MOSCOW (MRC) -- Mexican petrochemicals firm Alpek reported a 14% year-on-year drop in first quarter revenue, impacted by a steep decline in polyester feedstock prices, said Bnamericas.
Alpek's net income dropped 61% to USD24mn compared to 1Q13, but rose from a USD9mn loss in 4Q13.
Alpek's polyester segment was hit by the recent drop in feedstock prices, which led to a USD22mn inventory devaluation charge and created "a temporary mismatch between sales prices and average feedstock costs that negatively impacts margins," according to the firm's financials.
First quarter Ebitda was USD105mn, down 34% year-on-year and 20% from the fourth quarter. The company invested USD44mn in projects during the first quarter. Alpek's Cosoleacaque cogeneration plant is slated to begin operations in 2Q.
Alpek's drop in revenues impacted parent company Alfa, which reported a 38% year-on-year drop in first quarter profits. Alfa invested USD236mn in 1Q to support future growth, mainly through energy projects.
As MRC wrote before, Russian ONK and Alpek in September 2013 signed an agreement for joint project for construction of PTA and PET plant in Ufa (Russia). )

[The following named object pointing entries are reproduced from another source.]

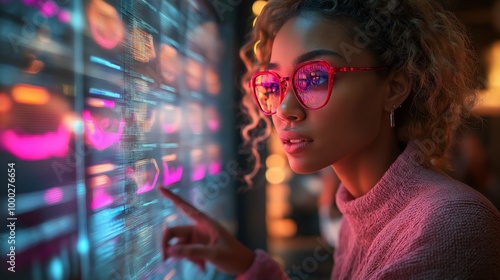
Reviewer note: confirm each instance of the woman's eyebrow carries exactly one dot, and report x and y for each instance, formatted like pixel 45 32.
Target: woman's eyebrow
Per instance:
pixel 306 57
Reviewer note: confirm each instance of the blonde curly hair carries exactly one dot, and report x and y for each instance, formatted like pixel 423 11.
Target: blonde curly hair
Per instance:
pixel 417 37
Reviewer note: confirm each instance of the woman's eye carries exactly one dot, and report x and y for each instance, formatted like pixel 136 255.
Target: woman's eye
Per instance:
pixel 311 80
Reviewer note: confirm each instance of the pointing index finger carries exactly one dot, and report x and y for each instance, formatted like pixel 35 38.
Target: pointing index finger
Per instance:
pixel 187 208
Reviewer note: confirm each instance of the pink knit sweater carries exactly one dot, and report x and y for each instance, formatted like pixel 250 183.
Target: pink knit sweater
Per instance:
pixel 413 224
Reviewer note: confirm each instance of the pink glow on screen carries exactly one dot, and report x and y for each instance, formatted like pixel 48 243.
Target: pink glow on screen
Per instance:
pixel 147 186
pixel 37 147
pixel 172 175
pixel 53 195
pixel 214 167
pixel 198 172
pixel 49 9
pixel 96 136
pixel 213 125
pixel 30 2
pixel 100 199
pixel 64 16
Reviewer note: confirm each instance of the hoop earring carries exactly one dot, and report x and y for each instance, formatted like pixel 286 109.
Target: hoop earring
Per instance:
pixel 391 118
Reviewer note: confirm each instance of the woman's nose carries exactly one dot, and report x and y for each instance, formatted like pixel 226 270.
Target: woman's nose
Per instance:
pixel 290 108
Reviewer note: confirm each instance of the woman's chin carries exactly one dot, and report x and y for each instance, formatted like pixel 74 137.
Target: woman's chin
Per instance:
pixel 300 166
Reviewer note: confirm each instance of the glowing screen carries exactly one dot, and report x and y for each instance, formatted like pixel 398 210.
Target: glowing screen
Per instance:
pixel 101 103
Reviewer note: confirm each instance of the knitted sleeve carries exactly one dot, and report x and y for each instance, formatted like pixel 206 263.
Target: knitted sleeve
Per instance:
pixel 263 267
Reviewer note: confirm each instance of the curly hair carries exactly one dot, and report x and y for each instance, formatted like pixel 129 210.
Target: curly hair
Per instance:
pixel 417 37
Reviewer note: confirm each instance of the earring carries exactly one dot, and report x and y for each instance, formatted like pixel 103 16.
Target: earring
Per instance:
pixel 391 117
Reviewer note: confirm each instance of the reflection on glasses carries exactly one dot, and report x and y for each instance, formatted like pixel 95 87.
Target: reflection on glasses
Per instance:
pixel 312 84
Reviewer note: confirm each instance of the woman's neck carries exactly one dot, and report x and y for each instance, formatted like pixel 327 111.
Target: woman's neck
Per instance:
pixel 360 172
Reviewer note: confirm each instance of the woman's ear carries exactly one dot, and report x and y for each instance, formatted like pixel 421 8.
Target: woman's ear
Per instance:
pixel 399 89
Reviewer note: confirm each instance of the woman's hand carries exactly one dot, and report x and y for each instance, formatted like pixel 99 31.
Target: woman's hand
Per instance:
pixel 206 240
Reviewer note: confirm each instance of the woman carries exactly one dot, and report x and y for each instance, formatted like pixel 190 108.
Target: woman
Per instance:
pixel 376 90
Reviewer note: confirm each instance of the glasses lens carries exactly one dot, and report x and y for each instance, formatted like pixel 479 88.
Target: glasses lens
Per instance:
pixel 311 84
pixel 267 91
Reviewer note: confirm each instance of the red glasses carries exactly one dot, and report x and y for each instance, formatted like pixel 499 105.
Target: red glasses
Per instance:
pixel 312 84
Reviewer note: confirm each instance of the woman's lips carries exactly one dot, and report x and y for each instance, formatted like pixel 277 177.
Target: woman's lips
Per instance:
pixel 294 142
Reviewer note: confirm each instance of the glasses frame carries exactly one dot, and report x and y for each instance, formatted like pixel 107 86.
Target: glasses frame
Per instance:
pixel 284 81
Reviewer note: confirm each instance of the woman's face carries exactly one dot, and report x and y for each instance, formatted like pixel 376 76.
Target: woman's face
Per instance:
pixel 351 119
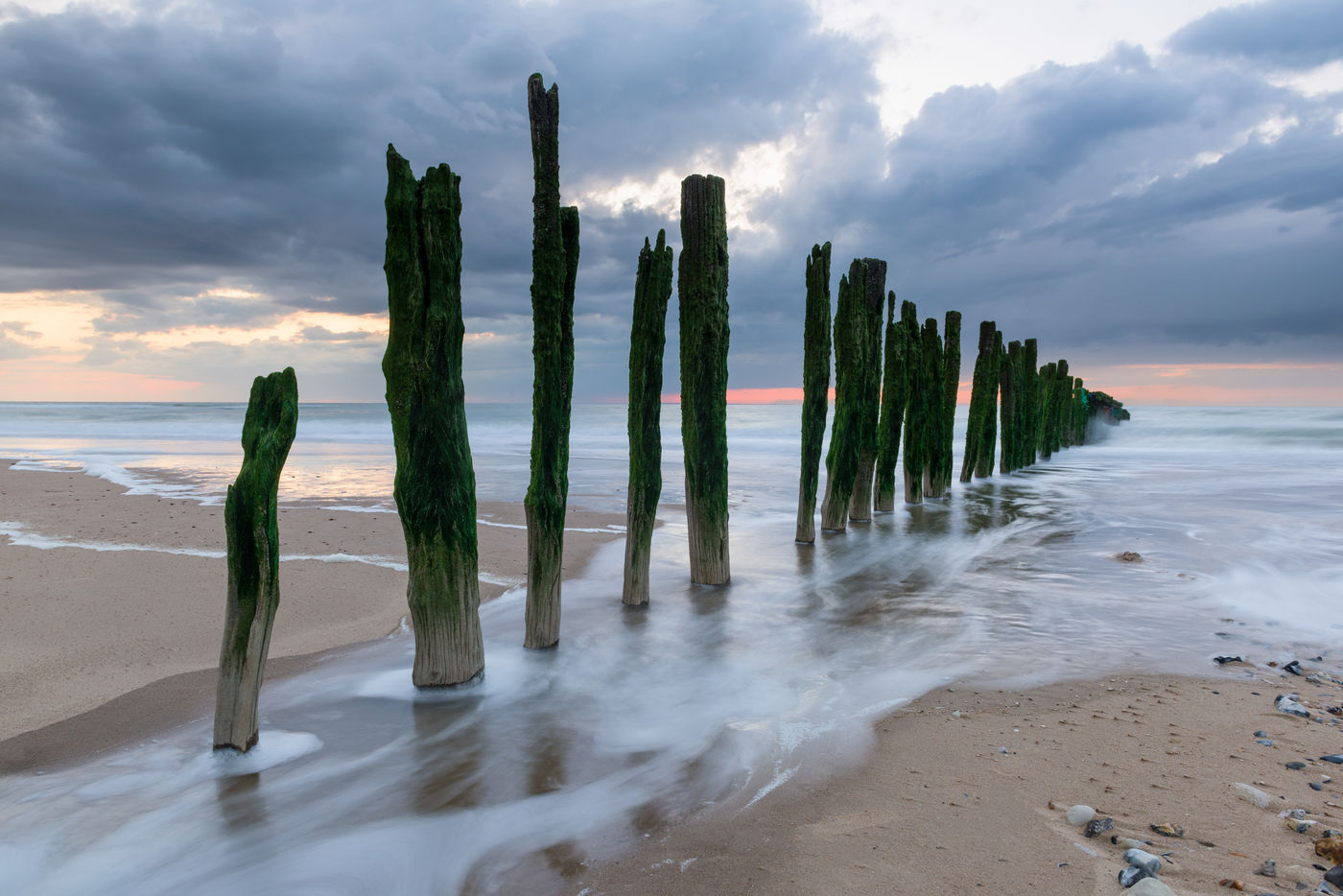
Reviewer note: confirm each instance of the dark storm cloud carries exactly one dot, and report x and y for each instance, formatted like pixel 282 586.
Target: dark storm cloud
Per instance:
pixel 1114 205
pixel 1292 34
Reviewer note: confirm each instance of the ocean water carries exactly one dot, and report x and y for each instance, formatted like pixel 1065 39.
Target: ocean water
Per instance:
pixel 709 696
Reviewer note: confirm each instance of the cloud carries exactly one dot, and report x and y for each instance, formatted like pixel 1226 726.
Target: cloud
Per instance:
pixel 212 170
pixel 1292 34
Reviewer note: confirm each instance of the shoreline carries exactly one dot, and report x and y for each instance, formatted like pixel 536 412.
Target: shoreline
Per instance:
pixel 133 616
pixel 966 790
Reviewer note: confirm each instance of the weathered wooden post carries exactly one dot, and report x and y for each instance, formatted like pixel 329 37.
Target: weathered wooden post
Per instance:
pixel 949 380
pixel 983 405
pixel 1030 400
pixel 842 459
pixel 554 254
pixel 893 399
pixel 702 291
pixel 1010 399
pixel 923 425
pixel 875 291
pixel 815 387
pixel 1048 409
pixel 436 482
pixel 648 339
pixel 252 537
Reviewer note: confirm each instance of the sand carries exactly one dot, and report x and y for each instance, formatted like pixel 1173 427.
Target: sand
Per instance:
pixel 83 626
pixel 964 790
pixel 937 806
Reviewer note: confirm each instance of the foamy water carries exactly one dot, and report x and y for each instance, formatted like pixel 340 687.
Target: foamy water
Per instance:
pixel 709 696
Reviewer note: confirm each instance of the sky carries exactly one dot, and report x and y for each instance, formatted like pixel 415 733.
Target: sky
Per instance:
pixel 191 192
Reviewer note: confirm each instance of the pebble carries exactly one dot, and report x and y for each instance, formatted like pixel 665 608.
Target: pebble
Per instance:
pixel 1330 848
pixel 1151 886
pixel 1143 859
pixel 1080 814
pixel 1252 794
pixel 1288 703
pixel 1131 875
pixel 1097 825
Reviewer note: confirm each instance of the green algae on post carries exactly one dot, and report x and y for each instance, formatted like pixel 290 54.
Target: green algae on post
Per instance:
pixel 252 536
pixel 815 387
pixel 436 482
pixel 923 426
pixel 869 406
pixel 949 385
pixel 554 252
pixel 702 292
pixel 983 405
pixel 1009 386
pixel 893 399
pixel 842 459
pixel 648 339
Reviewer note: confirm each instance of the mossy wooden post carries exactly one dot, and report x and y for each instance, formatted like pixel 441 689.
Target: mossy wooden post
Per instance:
pixel 1030 402
pixel 949 382
pixel 983 405
pixel 893 399
pixel 1078 413
pixel 923 426
pixel 1009 385
pixel 648 339
pixel 815 387
pixel 436 482
pixel 869 407
pixel 1048 409
pixel 702 292
pixel 842 459
pixel 250 524
pixel 554 271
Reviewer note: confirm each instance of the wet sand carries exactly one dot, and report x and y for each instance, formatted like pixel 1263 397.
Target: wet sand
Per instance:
pixel 976 802
pixel 141 627
pixel 964 790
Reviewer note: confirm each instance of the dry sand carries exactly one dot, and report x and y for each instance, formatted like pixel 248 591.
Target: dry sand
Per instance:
pixel 939 808
pixel 963 791
pixel 83 626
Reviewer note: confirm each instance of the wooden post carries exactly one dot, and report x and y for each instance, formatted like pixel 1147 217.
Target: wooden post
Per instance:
pixel 702 291
pixel 815 387
pixel 554 251
pixel 250 523
pixel 842 459
pixel 436 482
pixel 949 382
pixel 983 402
pixel 869 406
pixel 895 396
pixel 648 339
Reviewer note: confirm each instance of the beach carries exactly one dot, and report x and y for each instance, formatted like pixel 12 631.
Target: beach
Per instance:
pixel 131 610
pixel 910 707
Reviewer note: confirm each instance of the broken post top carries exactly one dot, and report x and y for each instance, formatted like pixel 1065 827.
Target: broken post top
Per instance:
pixel 271 425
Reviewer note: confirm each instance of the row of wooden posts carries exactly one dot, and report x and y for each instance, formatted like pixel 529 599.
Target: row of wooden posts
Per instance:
pixel 910 386
pixel 436 482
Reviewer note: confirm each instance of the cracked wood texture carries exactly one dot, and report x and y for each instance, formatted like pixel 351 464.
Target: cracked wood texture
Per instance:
pixel 648 339
pixel 436 480
pixel 815 387
pixel 702 292
pixel 250 523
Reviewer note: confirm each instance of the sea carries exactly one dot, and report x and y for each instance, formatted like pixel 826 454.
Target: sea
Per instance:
pixel 708 700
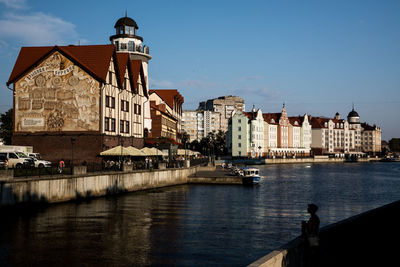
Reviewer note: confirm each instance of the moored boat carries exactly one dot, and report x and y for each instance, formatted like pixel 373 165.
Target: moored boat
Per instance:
pixel 250 175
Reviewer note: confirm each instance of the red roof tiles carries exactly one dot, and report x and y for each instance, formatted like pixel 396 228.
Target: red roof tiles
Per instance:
pixel 169 95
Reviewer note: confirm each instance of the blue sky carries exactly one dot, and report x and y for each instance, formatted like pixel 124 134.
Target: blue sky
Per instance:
pixel 318 57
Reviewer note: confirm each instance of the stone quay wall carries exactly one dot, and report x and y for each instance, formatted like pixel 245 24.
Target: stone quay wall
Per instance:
pixel 66 188
pixel 367 239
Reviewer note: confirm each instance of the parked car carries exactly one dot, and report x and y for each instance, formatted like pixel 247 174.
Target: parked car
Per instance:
pixel 17 159
pixel 34 155
pixel 41 163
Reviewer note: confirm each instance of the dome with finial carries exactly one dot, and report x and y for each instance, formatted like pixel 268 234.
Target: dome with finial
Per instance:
pixel 353 117
pixel 353 113
pixel 126 21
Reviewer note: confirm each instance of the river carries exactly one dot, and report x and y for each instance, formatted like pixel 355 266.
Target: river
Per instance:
pixel 194 225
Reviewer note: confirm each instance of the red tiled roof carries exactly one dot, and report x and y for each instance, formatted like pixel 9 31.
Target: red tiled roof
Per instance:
pixel 94 59
pixel 317 122
pixel 136 66
pixel 249 115
pixel 268 116
pixel 122 60
pixel 168 95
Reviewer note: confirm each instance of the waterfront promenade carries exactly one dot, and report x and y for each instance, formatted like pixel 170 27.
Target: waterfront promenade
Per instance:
pixel 201 224
pixel 85 185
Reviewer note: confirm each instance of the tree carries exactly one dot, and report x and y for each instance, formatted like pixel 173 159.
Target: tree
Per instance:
pixel 394 144
pixel 6 121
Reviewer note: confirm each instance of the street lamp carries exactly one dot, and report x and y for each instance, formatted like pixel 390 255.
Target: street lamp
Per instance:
pixel 73 139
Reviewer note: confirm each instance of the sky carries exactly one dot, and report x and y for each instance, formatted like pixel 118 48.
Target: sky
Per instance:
pixel 317 57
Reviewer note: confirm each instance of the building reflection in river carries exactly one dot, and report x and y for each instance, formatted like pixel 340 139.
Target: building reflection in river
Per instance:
pixel 194 225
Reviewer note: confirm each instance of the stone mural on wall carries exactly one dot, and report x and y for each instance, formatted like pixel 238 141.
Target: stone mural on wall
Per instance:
pixel 57 96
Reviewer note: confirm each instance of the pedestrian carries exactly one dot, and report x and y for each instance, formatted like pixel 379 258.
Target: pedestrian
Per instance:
pixel 310 231
pixel 61 166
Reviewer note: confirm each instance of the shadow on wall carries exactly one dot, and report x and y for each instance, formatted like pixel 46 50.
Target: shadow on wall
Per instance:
pixel 8 197
pixel 367 239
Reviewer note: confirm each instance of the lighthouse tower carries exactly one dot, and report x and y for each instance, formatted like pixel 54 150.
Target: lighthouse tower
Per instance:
pixel 126 41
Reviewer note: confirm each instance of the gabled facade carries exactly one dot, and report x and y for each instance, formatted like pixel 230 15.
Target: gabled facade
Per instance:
pixel 83 99
pixel 256 133
pixel 198 123
pixel 371 139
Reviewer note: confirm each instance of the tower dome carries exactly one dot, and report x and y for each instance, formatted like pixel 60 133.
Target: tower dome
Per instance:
pixel 126 40
pixel 126 21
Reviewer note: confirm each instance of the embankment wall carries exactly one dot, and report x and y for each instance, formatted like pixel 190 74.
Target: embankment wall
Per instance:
pixel 59 189
pixel 368 239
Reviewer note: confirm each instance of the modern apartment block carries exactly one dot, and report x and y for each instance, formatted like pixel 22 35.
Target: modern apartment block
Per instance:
pixel 256 134
pixel 225 106
pixel 198 123
pixel 166 109
pixel 371 139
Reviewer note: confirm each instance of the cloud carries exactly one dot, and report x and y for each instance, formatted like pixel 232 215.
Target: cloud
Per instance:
pixel 198 84
pixel 15 4
pixel 250 78
pixel 37 29
pixel 260 93
pixel 161 84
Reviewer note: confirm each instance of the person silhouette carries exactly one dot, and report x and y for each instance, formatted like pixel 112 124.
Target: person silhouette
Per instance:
pixel 310 231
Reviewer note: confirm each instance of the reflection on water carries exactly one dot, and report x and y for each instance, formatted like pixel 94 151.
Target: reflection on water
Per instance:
pixel 194 224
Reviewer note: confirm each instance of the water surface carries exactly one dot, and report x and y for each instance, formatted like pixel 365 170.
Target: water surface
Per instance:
pixel 194 225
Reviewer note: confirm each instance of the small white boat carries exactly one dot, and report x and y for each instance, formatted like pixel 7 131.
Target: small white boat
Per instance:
pixel 250 175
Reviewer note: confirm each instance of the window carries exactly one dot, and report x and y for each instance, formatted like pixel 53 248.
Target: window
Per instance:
pixel 106 124
pixel 112 125
pixel 131 44
pixel 113 102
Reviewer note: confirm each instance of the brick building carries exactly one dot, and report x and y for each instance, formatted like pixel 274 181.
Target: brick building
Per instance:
pixel 76 101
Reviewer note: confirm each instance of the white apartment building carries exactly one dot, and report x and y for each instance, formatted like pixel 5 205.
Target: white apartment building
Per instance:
pixel 224 106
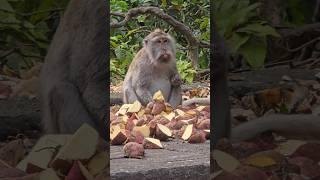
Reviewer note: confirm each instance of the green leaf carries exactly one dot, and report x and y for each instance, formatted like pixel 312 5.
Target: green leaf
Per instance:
pixel 237 40
pixel 204 23
pixel 259 30
pixel 254 51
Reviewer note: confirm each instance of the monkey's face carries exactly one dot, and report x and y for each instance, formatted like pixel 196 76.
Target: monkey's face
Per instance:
pixel 161 48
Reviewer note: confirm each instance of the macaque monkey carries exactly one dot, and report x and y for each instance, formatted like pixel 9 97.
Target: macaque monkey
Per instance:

Alpek is the largest petrochemical company in Mexico and the second largest in Latin America. The company operates through two business segments: Polyester chain products (PTA, PET and polyester fibers), and Plastics and Chemicals products (PP, EPS, caprolactam, polyurethanes and other specialty and industrial chemicals). Alpek is a leading producer of PTA and PET worldwide, operates the largest expandable polystyrene plant in America and one of the largest polypropylene plants in North America. It is also the only producer of caprolactam in Mexico. The company operates 20 plants in Mexico, USA and Argentina, and employs 4,700 people. Alpek is a publicly traded company listed on the Mexican Stock Exchange.